Indonesia wants to ban older airliners

Following a recent string of aviation accidents -- most notably the New Year's Day loss of Adam Air Flight 574, and the more recent damage to another Adam Air plane after a hard landing -- Indonesia is planning to ban local carriers from flying passenger planes that are more than 10 years old. The age limit is intended to improve commercial aviation safety in Indonesia, according to the Indonesian national news agency, Antara.

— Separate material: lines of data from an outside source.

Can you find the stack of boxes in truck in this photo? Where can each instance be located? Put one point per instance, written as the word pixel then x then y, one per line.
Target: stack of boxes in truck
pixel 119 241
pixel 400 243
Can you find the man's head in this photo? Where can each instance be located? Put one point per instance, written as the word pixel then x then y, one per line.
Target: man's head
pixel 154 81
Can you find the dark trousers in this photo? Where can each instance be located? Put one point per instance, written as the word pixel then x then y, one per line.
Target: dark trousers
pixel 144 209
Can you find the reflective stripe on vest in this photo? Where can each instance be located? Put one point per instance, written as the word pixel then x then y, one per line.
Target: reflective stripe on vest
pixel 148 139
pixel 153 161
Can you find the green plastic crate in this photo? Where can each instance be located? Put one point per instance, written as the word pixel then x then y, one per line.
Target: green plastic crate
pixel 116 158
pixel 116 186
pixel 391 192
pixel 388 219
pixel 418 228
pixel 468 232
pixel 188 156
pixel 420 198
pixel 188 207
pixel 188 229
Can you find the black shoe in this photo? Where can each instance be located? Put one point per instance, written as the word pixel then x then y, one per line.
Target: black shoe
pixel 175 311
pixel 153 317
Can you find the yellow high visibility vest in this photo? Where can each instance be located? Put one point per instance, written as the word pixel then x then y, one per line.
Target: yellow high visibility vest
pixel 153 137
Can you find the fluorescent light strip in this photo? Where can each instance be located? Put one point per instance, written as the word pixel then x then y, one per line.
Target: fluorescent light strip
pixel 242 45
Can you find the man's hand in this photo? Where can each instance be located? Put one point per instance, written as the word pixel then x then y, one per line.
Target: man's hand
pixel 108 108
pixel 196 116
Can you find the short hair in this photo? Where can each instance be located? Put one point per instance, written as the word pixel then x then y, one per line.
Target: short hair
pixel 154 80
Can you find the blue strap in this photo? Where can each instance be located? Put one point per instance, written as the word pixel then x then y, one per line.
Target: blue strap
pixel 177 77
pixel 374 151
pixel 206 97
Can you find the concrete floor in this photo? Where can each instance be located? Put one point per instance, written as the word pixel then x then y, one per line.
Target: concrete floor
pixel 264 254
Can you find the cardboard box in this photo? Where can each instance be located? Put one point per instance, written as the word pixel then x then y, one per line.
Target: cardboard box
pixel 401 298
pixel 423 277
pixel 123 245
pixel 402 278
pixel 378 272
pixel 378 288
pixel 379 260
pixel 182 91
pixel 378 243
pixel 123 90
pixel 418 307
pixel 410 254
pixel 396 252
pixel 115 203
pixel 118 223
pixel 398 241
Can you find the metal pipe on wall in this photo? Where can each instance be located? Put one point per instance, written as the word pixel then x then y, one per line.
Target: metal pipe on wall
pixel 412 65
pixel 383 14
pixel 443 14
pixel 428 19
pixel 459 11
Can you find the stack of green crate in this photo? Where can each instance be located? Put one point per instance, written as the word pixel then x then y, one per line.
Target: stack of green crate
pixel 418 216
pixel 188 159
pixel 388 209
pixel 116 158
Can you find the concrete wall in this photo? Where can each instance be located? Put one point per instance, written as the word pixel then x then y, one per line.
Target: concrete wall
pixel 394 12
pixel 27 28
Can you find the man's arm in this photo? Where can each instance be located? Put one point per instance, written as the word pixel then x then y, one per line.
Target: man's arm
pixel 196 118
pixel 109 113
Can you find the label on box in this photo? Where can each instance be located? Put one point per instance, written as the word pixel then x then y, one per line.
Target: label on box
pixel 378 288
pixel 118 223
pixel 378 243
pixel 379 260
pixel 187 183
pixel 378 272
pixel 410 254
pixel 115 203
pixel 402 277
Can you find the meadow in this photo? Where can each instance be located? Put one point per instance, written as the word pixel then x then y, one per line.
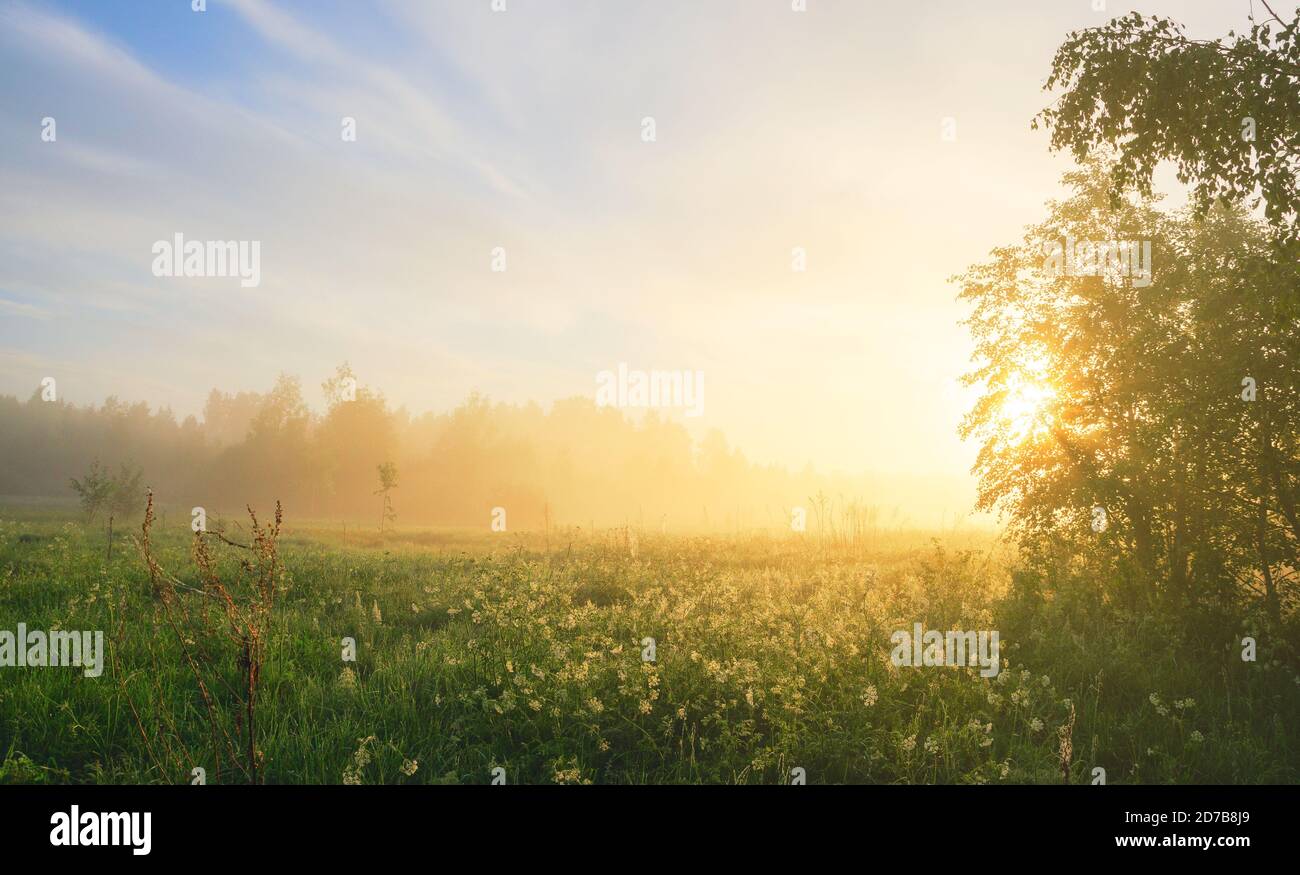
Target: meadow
pixel 623 655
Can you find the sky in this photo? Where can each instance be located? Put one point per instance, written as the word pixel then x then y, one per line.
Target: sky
pixel 524 130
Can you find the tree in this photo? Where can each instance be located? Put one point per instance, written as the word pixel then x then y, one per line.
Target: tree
pixel 1114 423
pixel 388 483
pixel 1226 111
pixel 94 490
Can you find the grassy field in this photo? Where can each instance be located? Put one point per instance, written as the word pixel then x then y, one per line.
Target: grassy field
pixel 527 653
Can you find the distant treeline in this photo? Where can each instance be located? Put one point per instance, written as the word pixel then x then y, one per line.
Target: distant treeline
pixel 573 464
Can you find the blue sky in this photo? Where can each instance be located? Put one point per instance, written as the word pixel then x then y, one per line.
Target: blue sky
pixel 523 129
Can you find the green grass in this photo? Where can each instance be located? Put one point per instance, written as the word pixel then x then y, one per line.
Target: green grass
pixel 771 654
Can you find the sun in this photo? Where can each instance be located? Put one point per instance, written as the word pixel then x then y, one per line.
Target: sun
pixel 1025 410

A Reuters article about this move quotes Indonesia's Transport Minister, Hatta Rajasa, who said, "Our commercial aircraft are 20 years old. We will modernize, rejuvenate our aircraft by enacting an age limit on aircraft of 10 years old." Hatta said that currently the age limit was 35 years or 70,000 landings, Antara reported.

Interestingly, an article published in the International Herald Tribune, and elsewhere, says that the current age limit for planes in Indonesia is 20 years.

It's a little unclear how the new limit on aircraft age would be applied, since Hatta also said that at the time of leasing the plane should be no more than 10 years old, according to Antara. Does that mean that a plane that is, say, 8 years old at the time of leasing will only be allowed to fly for two years? If so, Indonesian carriers will have to start spending a lot more money to acquire much newer planes.

In any case, it's odd that the age of the plane, per se, is being emphasized, rather than the number of cycles (takeoffs and landings) -- usually considered to be a better measure of aircraft 'age.' Perhaps something was 'lost in translation' here between what was first published by Antara and what was published in the English language press?

Perhaps an even more important issue than aircraft age is the quality and frequency of the maintenance performed on airliners. In the end, modernizing and improving maintenance facilities and practices in Indonesia may be a better solution for improving safety than merely modernizing country's commercial airliner fleet.